The system has no solution. The system has a unique solution: \[ (x, y) = (\boxed{\phantom{0}}, \boxed{\phantom{0}}) \] The system has infinitely many solutions. They must satisfy the following equation: \[ y = \boxed{\phantom{0}} \]

Solution

To solve the given system of equations, we need to determine whether it has no solution, a unique solution, or infinitely many solutions. The system is: \[ \begin{cases} x - 5y = -5 & \\ 5y = x + 5 & \end{cases} \] First, let’s rewrite the second equation to match the form of the first equation.
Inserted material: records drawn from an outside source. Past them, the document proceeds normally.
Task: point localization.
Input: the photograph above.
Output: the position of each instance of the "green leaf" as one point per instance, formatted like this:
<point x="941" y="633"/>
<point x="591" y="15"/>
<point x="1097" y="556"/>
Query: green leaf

Solve for \(x\) in the second equation: \[ 5y = x + 5 \] Subtract 5 from both sides to write \(x\) in terms of \(y\): \[ x = 5y - 5 \] Now, substitute \(x = 5y - 5\) into the first equation: \[ (5y - 5) - 5y = -5 \] Simplify the equation: \[ 5y - 5 - 5y = -5 \] This reduces to: \[ -5 = -5 \] Since this equation is always true, it suggests that the original system has infinitely many solutions. The solutions must satisfy the equation: \[ y = y \] Therefore, the system has infinitely many solutions, and the solutions satisfy the relation already given in the system: \[ y = y \] So, the correct choice is that the system has infinitely many solutions.